Hacker News new | ask | show | jobs
by JohnFen 623 days ago
Since the web was widely scraped to train LLMs, I have to assume that the entirety of what I had up on the web was included. That's more than a "miniscule pinch". I consider it to be wholesale abuse. For me, money doesn't enter into it at all.

However, there's literally nothing I can do about it aside from withdrawing from the public web -- which is what I've done, aside from writing comments here. Until/unless there is some sort of effective way of defending against the crawlers, the open web is no longer a suitable place to publish anything.

2 comments

There's never going to be a way to defend against crawlers and still have an open web. Good actors may respect conventions like a robots.txt file but that's ultimately just a polite request.

You could get further trying to block by user agent headers, known crawler IPs, etc but then you're just taking up the same fight advertisers have with ad blockers.

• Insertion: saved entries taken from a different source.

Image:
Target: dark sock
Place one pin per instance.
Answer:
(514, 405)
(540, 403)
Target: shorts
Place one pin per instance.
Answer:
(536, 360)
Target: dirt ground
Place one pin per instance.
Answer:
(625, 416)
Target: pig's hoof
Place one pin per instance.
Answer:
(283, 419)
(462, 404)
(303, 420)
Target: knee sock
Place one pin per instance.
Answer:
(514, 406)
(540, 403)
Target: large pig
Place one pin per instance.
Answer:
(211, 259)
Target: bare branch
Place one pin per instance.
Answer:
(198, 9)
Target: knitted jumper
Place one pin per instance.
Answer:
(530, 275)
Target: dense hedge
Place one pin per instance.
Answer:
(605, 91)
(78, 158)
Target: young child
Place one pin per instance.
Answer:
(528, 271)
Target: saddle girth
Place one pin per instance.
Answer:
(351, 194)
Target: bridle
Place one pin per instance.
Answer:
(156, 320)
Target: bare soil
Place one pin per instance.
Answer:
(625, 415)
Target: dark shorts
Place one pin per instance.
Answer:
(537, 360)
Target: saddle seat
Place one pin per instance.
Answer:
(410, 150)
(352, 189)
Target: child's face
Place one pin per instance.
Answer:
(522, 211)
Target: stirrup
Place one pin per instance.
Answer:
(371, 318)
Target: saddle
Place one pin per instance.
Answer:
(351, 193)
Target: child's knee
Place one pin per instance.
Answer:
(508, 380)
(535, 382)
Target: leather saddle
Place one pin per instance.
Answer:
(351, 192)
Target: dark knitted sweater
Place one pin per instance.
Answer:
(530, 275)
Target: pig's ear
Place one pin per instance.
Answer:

> You could get further trying to block by user agent headers

That's a game of what-a-mole, though, and when the scraped data is being used to train LLMs, then a single miss is a really huge problem. That's why I gave up on that approach and took my sites off of the open web until some effective defense becomes possible.

The complaints I see are almost always aimed at the output of an LLM, and that only contains a significant amount of a work when it breaks.

Going after the LLM itself, not the output, is a lot trickier. Anyone can make a big database of public website contents. And if they use it to make a search engine for example, that gets classified as entirely legitimate. If we're excluding the output of the LLM, what's the difference?

Also if you scrunch down into a small model, it mathematically can't contain very much of the input text.

> Going after the LLM itself, not the output, is a lot trickier.

Exactly so, and this is why withdrawing from the open web is the only realistic solution at this time.